Turkey farms cause flap in nearby communities
In 1994, turkey producers were looking to expand in Lancaster County. A large number of residents fearing odors and declining property values turned out at council meetings to oppose 32 applications for turkey farms. A typical turkey farm generates thousands of pounds of waste.
The ensuing controversy led the county to pass an ordinance limiting the location of turkey farms to parcels of land of at least 75 acres, located 100 feet from a water supply and 1,320 feet from residences. Lancaster County Administrator Chappel Hurst introduced the ordinance when he learned that DHEC had never turned down an application for a turkey farm, sometimes ignoring its own guidelines in siting turkey farms.
Hurst explained that established turkey farmers were not a problem because they had farmed for years and had large enough tracts of land to dispose of the manure. "The problems developed because people bought 20 acres of land and wanted to start a poultry operation," he said. "We had one case where someone wanted to put a farm on seven acres of land.
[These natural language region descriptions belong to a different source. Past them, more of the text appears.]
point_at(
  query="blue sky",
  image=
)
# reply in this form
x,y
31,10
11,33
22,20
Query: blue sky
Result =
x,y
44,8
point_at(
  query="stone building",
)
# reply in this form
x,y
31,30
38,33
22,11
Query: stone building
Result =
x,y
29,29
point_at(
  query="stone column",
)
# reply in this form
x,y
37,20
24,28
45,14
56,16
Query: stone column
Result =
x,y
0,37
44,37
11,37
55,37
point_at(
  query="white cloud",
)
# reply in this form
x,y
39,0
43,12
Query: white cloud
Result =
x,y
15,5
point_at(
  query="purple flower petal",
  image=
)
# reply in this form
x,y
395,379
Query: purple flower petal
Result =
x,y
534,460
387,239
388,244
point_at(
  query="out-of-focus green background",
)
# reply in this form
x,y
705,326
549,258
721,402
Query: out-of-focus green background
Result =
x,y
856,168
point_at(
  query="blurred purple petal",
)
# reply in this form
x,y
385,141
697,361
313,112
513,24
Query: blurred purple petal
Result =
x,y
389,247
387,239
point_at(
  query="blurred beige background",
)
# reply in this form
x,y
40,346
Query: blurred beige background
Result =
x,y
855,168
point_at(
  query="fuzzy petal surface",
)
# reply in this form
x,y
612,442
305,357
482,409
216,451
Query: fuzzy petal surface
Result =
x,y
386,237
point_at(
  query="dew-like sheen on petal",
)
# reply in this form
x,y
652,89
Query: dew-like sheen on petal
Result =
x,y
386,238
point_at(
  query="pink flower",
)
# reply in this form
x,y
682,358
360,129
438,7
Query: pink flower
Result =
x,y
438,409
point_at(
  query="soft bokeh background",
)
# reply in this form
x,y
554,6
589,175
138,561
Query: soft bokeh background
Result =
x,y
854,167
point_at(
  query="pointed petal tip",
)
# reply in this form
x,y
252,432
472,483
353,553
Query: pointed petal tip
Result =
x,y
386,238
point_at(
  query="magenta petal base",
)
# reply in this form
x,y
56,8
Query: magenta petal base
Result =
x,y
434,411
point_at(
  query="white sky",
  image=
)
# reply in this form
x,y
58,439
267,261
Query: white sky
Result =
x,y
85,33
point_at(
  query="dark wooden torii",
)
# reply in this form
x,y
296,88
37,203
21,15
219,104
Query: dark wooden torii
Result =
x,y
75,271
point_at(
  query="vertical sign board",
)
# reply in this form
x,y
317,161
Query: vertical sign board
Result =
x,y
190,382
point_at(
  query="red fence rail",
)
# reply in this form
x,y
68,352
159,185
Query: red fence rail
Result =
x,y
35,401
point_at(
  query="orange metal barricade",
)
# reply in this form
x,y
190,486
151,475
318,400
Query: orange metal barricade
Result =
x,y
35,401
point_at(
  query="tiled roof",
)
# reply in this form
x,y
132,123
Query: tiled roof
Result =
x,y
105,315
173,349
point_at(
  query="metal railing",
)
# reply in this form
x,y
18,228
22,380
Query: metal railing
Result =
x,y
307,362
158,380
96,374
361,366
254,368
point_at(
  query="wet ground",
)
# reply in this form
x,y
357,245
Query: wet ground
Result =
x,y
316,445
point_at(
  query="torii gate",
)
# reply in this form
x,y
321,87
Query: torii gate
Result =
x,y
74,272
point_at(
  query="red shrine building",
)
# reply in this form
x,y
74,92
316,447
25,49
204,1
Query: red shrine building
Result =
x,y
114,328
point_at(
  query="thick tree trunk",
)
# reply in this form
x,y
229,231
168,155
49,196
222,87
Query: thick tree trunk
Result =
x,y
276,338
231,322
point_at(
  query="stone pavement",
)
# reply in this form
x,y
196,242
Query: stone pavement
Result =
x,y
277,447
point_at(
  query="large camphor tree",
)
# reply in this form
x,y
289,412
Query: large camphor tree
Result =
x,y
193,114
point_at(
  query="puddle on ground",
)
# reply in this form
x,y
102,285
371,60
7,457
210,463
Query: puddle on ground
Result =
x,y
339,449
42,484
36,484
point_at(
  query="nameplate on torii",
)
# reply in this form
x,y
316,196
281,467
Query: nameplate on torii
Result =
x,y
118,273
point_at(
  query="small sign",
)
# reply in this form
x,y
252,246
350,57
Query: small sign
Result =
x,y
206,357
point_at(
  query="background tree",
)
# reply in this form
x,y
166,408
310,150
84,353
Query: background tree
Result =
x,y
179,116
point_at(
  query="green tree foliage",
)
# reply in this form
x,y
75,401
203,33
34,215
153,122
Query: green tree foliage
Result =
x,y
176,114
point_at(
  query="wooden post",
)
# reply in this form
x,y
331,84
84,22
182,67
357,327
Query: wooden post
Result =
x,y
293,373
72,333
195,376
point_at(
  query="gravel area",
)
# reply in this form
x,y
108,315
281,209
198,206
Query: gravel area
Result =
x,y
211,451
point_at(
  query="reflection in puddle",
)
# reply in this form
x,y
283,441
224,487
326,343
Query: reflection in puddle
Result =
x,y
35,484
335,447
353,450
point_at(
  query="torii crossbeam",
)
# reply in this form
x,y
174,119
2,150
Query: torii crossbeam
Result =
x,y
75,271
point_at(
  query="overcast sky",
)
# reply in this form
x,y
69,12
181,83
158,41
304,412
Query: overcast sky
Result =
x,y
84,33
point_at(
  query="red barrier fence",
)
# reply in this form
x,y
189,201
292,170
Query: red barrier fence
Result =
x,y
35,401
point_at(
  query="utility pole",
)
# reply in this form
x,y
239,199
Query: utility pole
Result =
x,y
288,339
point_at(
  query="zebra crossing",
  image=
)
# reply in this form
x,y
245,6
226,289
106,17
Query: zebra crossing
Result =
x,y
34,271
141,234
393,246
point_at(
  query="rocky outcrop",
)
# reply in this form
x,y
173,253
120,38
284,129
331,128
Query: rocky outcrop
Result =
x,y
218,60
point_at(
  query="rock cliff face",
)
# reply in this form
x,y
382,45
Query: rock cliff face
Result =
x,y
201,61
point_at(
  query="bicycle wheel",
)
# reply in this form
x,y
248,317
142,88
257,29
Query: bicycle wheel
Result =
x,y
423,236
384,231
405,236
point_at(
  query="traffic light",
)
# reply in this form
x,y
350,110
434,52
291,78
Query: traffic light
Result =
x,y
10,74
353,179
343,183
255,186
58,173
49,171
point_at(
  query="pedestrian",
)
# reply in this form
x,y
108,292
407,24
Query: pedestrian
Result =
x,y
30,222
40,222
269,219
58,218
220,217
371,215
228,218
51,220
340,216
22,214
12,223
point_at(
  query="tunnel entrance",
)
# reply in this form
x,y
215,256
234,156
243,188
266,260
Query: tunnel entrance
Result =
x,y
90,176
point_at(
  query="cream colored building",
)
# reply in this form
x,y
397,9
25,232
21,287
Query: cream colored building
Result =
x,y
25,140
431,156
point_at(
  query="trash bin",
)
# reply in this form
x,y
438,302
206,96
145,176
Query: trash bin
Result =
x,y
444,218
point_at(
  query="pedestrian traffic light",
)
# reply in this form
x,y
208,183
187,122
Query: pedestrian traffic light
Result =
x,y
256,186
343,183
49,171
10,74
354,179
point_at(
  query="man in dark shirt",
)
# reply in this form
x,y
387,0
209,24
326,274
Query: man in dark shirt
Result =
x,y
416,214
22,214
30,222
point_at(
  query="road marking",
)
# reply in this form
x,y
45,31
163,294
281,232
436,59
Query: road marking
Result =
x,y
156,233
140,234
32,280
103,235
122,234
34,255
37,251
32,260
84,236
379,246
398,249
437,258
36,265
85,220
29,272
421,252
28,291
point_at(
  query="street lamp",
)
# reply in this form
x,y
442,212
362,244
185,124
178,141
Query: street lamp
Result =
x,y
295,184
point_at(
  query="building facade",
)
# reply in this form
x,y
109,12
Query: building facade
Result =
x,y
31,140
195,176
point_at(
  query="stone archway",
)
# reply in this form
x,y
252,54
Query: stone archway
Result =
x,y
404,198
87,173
You can't let one type of industry destroy everything around it."
Numerous studies have documented the harmful effects of poultry waste to watersheds. Arkansas and Virginia waterways both suffered large fish kills in recent years from algae blooms caused by nitrification from the poultry industry.
Passage of the county ordinance helped spawn the poultry industry's Right to Farm Bill, originally intended to limit a county's authority over the location of large livestock operations. The bill was heavily amended by Sen. Phil Leventis (D-Sumter) and, in its current form, regulates only hog farms. Heavy lobbying by the Farm Bureau and Poultry Federation left the poultry industry unaffected by the bill.
In March 1995, one month after Lancaster passed its ordinance, a Circle S ad appeared in the Chester News and Observer seeking turkey growers. As in Lancaster, citizens voiced concerns over the turkey barns locating close to residences.
Council member Tom Funderburk introduced an ordinance similar to Chester County's, but this time the tables were turned. The poultry industry brought in supporters, including experts from Clemson University, and soundly defeated the ordinance.
Chester County resident Bruce Collins built his turkey barn in violation of DHEC's guidelines. He is being fought in court by the Edgemore Community Action Association.
Environmental lawyer Bob Guild is representing the group. He points out the heavy environmental toll states like Arkansas have sustained at the hands of the poultry industry.
"According to DHEC's own files," he said, "seven of nine Chester Country watersheds have already been impacted by agricultural runoff. DHEC says they must find the source of this pollution in order to deal with it, but at the same time they are issuing permits willy-nilly to apply the waste to farm land."